And 3.6, repeating the steps 3.2-3.5 until convergence, namely the loss J (theta) does not rise or fall any more.
And 4, extracting an API sequence from the code which is edited by the developer, and then generating a prediction subsequence set.
Step 4.1, extracting an API sequence from the code being edited by the developer, and recording the sequence as P ═ P1,P2,…,Pi,…,PLTherein ofPiDenotes the ith API, P in the API sequence PLThe lth API in the API sequence P is represented, that is, the number of APIs included in the API sequence P is L. The rule for extracting the API sequence is the same as in step 1.2.

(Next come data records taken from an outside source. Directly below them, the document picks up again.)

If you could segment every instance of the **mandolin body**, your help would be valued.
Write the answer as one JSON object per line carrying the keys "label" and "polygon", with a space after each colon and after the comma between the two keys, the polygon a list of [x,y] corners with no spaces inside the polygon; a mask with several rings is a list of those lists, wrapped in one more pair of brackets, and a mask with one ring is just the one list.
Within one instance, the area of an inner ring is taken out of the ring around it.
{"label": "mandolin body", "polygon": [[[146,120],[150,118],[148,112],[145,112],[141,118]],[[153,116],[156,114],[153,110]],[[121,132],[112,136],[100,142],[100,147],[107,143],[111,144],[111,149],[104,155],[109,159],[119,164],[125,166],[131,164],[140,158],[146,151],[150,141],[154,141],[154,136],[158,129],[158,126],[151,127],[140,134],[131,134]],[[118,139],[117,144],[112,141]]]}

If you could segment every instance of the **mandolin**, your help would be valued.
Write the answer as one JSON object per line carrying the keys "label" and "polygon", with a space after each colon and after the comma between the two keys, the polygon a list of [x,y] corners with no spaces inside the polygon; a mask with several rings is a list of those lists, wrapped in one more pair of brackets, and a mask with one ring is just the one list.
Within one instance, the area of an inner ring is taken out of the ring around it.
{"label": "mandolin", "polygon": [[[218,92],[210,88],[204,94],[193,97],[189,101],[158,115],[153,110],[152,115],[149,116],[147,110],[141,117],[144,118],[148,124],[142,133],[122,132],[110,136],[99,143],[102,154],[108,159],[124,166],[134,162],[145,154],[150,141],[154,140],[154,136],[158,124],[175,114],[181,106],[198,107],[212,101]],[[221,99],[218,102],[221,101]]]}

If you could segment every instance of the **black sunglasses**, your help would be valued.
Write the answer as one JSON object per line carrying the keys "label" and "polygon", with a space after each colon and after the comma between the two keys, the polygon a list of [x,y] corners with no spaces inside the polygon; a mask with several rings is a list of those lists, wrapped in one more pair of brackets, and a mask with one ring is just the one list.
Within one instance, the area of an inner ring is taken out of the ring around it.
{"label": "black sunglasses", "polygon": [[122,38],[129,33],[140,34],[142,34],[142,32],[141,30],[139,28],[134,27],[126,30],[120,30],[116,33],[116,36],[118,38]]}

Step 4.2, with the L-th API as a reference position, selecting all subsequences with the length less than or equal to a threshold value gamma forwards, namely selecting the subsequences as Subi={PL-i,…,PLIn which 1 is<i<And gamma. The set of these subsequences is the set of predicted subsequences VSub={Sub1,Sub2,…,Subγ}。
In this embodiment, it is assumed that the user is editing the code:
Figure BDA0001377040230000172
Figure BDA0001377040230000181
the API sequence extracted from the code is File, scanner, new, scanner, hasNextLine, scanner, NextLine, the statement that needs to predict API is 'noteSc?', the threshold value gamma is set to be 3, then the prediction subsequence Sub-sequence Sub can be obtained1={Scanner.NextLine},Sub2={Scanner.hasNextLine,Scanner.NextLine},Sub3-scanner. The set of these subsequences is the set of predicted subsequences VSub={Sub1,Sub2,Sub3}。
Step 5, the prediction subsequence set V generated in the step 4 is collectedSubThe sequence in (3) is sequentially input into the API recommendation model trained in step (3), and an | V is outputSubA probability matrix of | rows and n columns, where | VSubI is a subsequence set VSubN is the number of the API contained in the API dictionary generated in step one, and the ith row and jth column of the probability matrix indicate that the current API sequence is the predicted Sub-sequence SubiWhen the next API is the conditional probability Pr (w) of the jth API in the API dictionaryj|Subi). Predicted probability matrix T to be generatedpredictionAnd taking the maximum value of each column to obtain a one-dimensional probability matrix t, wherein the column with the maximum value in the one-dimensional probability matrix is the mth column, and the mth API in the API dictionary is preferentially recommended.
In this embodiment, taking the set of predicted Sub-sequences obtained in step 4 as an example, a prediction probability matrix with 3 rows and 15 columns is established, and the predicted Sub-sequences Sub1={Scanner.NextLine},Sub2={Scanner.hasNextLine,Scanner.NextLine},Sub3Inputting { scanner.new, scanner.hasnextline, scanner.nextline } into the trained model in turn, storing the output into a prediction probability matrix, assuming that the obtained prediction probability matrix is
Figure BDA0001377040230000182
Predicted probability matrix T to be generatedpredictionTaking the maximum value of each column to obtain a one-dimensional probability matrix t ═ 0.6,0.3,0.5,0.2,0.3,0.2,0.3,0.4,0.3,0.5,0.2,0.3,0.4,0.3,0.8]Since the 15 th column value of the one-dimensional probability matrix is the largest, the 15 th API in the API dictionary is preferentially recommended.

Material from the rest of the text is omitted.